First of all, Canada has too small a population spread across too large an area.
There has been a lot of talk about Canada needing to split in order to expand further into untouched territory and “develop.” Of course, more teams would be great, but the realistic prospect of country-wide expansion is low. If you added a team to every team-less city with a population over 150,000 in the entire country, you would add less than 15 teams. Exactly two of these teams would be outside of Ontario or Quebec (active teams were defined by having a Facebook page active within the last 12 months).
It is not realistic to expect that Western Canada will ever be able to support even a quarter of the number of teams that Eastern Canada can support. Even if Western Canada grows, Eastern Canada will likely outpace it. It was ridiculous to try and make the bulk of Eastern teams travel to Vancouver, a city with only two QC teams, for last season’s  Nationals. Either this absurd situation will occur again, or all other teams must always spend $800 or more to fly to Nationals.QC thus faces a choice, hold Nationals in the East and have Western teams face recurring travel costs, or hold the tournament in the West and have the vast majority of the teams be either unable to attend or themselves face a heavy travel burden.
Secondly, 75 percent of Canadians live within 100 miles of the US border, which makes it immensely easier for most teams to play American neighbours than to play someone in the next province.
Why would anyone want to restrict cross-border play in this situation? And let me be clear: all indications are that Quidditch Canada requested this policy.
QC says the policy was necessary “to develop and advance the sport.” How does preventing teams from playing competitively in the US do this? UBC has become more developed as a result of playing tougher American teams. Despite competing in the US, we have never ignored other Canadian teams. UBC plays and organizes local tournaments with QC teams. The team also practiced with the mercenary team that ultimately won the  Canadian National Championship. We played a friendly with McGill Univeristy at Nationals. When we go and play distant teams, we develop and pass that experience on. Now that we’ve seen a zone defence in action, we can play it against a team who’s never seen it, and they can learn.

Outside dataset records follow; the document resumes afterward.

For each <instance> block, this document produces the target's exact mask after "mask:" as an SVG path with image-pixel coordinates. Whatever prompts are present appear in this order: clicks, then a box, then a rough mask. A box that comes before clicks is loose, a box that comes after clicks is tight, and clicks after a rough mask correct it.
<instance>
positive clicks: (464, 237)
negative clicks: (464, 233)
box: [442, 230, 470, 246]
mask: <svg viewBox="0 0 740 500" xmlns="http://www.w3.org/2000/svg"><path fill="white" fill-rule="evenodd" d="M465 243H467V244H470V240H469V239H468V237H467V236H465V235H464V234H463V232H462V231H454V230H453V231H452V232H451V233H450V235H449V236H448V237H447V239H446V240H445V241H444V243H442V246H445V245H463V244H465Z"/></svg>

Quidditch Canada says without the policy, there would be “two bodies serving Americans and nobody committed to serving Canadians.” Is Quidditch Canada suggesting it was only serving Americans prior to this policy? Or would one or two American teams playing both leagues drastically change the organization’s  priorities? Would Quidditch Canada be unable to prevent itself from bending over backwards to a couple of teams from south of the border? Not to mention that if both leagues allowed international teams, there would actually be two bodies serving Americans and Canadians.
Here is the real reason for the policy: Quidditch Canada cannot offer the same league quality as USQ, and it’s losing grip on its teams. After a terrible first season, teams want out. They want a higher level of competition and better organization. Rather than allow teams to play in USQ while they work together on developing these things, Quidditch Canada is kidnapping fleeing teams and locking the door.  
Here’s another metaphor: Americans loves free markets, right? In a free market system, Quidditch Canada should be bleeding teams. Its product doesn’t work, it’s lower quality than the alternative, and, although I believe its leaders have good intentions, they are not attentive to its members’ needs. Quidditch Canada should either be improving or going out of business. Instead, it’s gone across the street to its competitors and divided up the town into two monopolies.
I don’t begrudge any team wanting to stay with Quidditch Canada. But I don’t want to be restricted to play for a league that doesn’t benefit me. I want to play the hardest teams I can, and when there’s finally a World Cup in the West, I want to attend. So if anyone out there has the car keys, I’d like to get out.